News
December 21, 2020

On Sunday, December 20, our client Aerojet Rocketdyne Holdings, Inc. (NYSE: ARJD) announced that it entered into a definitive agreement to be acquired by Lockheed Martin Corporation (NYSE: LMT) in an all-cash transaction with a total equity value of $5.0 billion. The firm represented Aerojet Rocketdyne in this merger transaction. The company’s press release mentions the firm’s involvement.       

Aerojet Rocketdyne is a world-recognized technology-based engineering and manufacturing company that develops and produces specialized power and propulsion systems, as well as armament systems. The company develops and manufactures liquid and solid rocket propulsion, air-breathing hypersonic engines and electric power and propulsion for space, defense, civil and commercial applications.           

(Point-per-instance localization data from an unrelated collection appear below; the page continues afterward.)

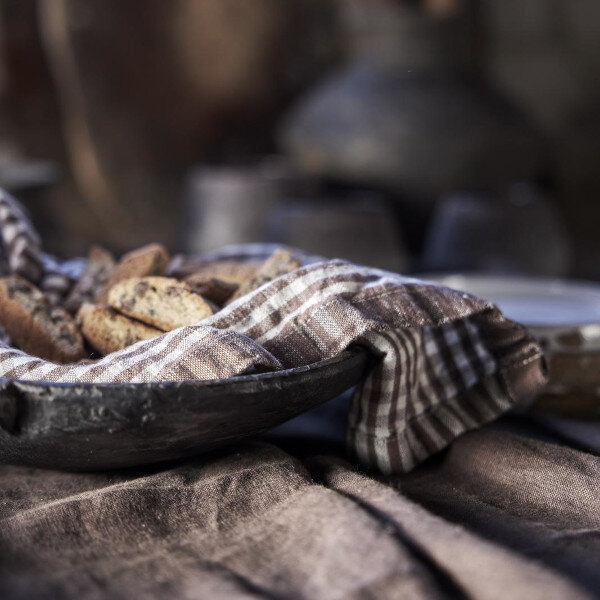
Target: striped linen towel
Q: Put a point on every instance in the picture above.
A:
(448, 362)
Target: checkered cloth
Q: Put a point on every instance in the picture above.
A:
(447, 362)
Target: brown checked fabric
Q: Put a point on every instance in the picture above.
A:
(447, 362)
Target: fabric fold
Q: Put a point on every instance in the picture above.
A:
(448, 362)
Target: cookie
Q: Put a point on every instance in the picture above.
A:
(148, 260)
(279, 263)
(35, 326)
(108, 332)
(212, 289)
(162, 302)
(98, 270)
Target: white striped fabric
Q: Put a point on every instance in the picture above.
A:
(446, 362)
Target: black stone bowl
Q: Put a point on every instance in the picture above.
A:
(92, 426)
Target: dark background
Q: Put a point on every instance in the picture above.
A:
(107, 106)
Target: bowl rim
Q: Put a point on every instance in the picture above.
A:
(355, 352)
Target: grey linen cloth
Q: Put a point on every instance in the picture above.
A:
(501, 514)
(447, 362)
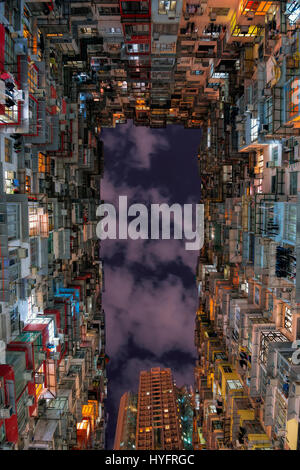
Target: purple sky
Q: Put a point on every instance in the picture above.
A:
(150, 294)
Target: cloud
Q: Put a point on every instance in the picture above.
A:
(137, 144)
(158, 315)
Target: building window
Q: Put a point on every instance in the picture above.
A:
(290, 223)
(8, 150)
(12, 221)
(254, 129)
(288, 319)
(293, 183)
(135, 7)
(10, 58)
(256, 296)
(165, 6)
(33, 79)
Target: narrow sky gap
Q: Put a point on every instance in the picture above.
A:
(151, 319)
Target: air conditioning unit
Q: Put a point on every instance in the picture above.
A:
(28, 375)
(244, 29)
(39, 379)
(6, 412)
(267, 91)
(22, 253)
(273, 382)
(30, 400)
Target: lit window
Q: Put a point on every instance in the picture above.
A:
(288, 318)
(8, 151)
(165, 6)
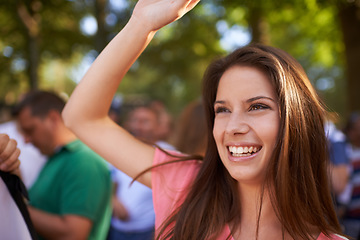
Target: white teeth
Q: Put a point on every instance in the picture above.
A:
(243, 151)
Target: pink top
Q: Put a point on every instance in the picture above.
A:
(170, 184)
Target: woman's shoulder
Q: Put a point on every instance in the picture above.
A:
(331, 237)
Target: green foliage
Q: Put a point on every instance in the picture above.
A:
(171, 68)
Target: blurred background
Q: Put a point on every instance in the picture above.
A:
(49, 44)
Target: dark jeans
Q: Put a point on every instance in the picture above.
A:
(115, 234)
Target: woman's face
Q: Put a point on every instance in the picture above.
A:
(246, 123)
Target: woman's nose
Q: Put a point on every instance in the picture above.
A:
(237, 124)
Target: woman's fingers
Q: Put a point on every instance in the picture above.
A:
(9, 154)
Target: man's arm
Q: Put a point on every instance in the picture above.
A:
(67, 227)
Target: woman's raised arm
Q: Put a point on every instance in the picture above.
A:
(86, 112)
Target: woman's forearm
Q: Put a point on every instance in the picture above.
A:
(91, 100)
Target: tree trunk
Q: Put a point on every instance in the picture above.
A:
(30, 17)
(257, 24)
(349, 14)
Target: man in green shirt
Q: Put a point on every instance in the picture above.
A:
(71, 197)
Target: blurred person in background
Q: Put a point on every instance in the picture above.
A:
(133, 213)
(15, 221)
(340, 167)
(32, 160)
(71, 197)
(165, 121)
(351, 220)
(190, 133)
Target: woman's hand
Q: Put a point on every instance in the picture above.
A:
(9, 154)
(155, 14)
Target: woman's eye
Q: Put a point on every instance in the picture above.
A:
(258, 107)
(221, 110)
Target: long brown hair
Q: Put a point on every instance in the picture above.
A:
(297, 176)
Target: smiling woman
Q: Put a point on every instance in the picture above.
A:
(264, 174)
(246, 118)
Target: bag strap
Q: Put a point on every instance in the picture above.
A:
(18, 192)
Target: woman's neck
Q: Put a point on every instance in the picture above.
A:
(252, 204)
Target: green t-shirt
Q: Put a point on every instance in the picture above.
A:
(76, 181)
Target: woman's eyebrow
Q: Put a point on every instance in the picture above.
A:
(260, 97)
(219, 102)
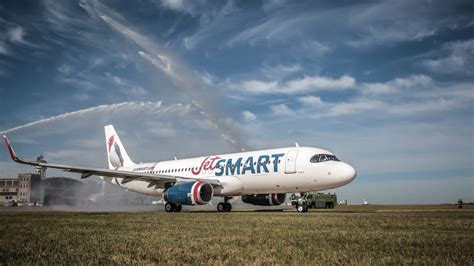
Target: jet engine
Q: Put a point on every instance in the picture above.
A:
(265, 199)
(189, 193)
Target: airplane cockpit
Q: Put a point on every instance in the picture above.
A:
(323, 158)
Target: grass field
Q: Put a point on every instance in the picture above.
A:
(348, 235)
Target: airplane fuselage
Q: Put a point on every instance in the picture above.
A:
(284, 170)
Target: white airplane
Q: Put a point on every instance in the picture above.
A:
(261, 177)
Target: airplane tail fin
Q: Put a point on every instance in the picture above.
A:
(116, 153)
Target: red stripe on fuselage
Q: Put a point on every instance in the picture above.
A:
(196, 191)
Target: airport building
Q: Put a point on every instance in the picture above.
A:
(8, 190)
(31, 188)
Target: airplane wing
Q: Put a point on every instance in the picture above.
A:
(156, 180)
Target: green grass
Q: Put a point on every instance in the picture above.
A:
(428, 237)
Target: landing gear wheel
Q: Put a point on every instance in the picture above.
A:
(221, 207)
(302, 208)
(170, 207)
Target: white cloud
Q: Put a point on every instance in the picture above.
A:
(3, 48)
(296, 86)
(320, 83)
(249, 116)
(460, 58)
(16, 34)
(413, 83)
(281, 109)
(280, 71)
(311, 100)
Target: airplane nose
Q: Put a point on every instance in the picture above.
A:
(348, 173)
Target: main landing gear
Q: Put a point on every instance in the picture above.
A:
(171, 207)
(224, 206)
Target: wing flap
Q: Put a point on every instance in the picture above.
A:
(156, 180)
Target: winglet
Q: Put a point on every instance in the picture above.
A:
(10, 149)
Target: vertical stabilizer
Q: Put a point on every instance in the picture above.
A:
(116, 153)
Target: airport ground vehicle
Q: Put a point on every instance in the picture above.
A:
(314, 200)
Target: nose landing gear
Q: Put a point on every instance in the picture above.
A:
(224, 206)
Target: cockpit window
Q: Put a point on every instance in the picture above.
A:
(323, 158)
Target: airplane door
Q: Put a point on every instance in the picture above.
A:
(290, 162)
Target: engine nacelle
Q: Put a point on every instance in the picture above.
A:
(265, 199)
(189, 193)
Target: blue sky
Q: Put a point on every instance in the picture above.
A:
(386, 85)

The purchase price represents a premium of approximately 33% to Aerojet Rocketdyne’s closing stock price on December 18, 2020, and a premium of approximately 42% to the company’s volume weighted average stock price for the last 90 trading days. The deal is expected to close in the second half of 2021 and is subject to the satisfaction of customary closing conditions, including regulatory approvals and approval by Aerojet Rocketdyne's stockholders.   

The core Corporate team consisted of Joseph P. Gromacki, Brian R. Boch, Jeremy A. Casper, Mark A. Reinhardt, William R. Erlain, and Hannah Schwab. In addition, Jeffrey R. Shuman, Jason M. Casella, and Oleksandr Polonyk assisted. A large multidisciplinary team, across offices, also contributed substantial assistance to the client in many other areas, which included executive compensation and employee benefits counseling from Matthew J. Renaud, Raymond D. Sinnappan, and Maliha Ikram; government contracts counseling from Matthew L. Haws, David B. Robbins, Marc A. Van Allen, Noah B. Bleicher, Grant B. Schweikert, Umer M. Chaudhry, and Sarah J. Clark; antitrust counseling from Lee K. Van Voorhis, Jason M. Bradford, and Tarica Chambliss; litigation counseling from Howard S. Suskin and Reanne Zheng; tax counseling from Geoffrey M. Davis; finance counseling from Anna Meresidis; environmental counseling from Steven M. Siros and Matthew G. Lawson; insurance counseling from Brian S. Scarbrough; intellectual property counseling from Steven R. Englund; real estate counseling from Michelle M. McAtee and Rita L. Feikema; and privacy counseling from David P. Saunders.             

In addition, Anton R. Valukas provided significant strategic guidance and board counseling in connection with this transaction.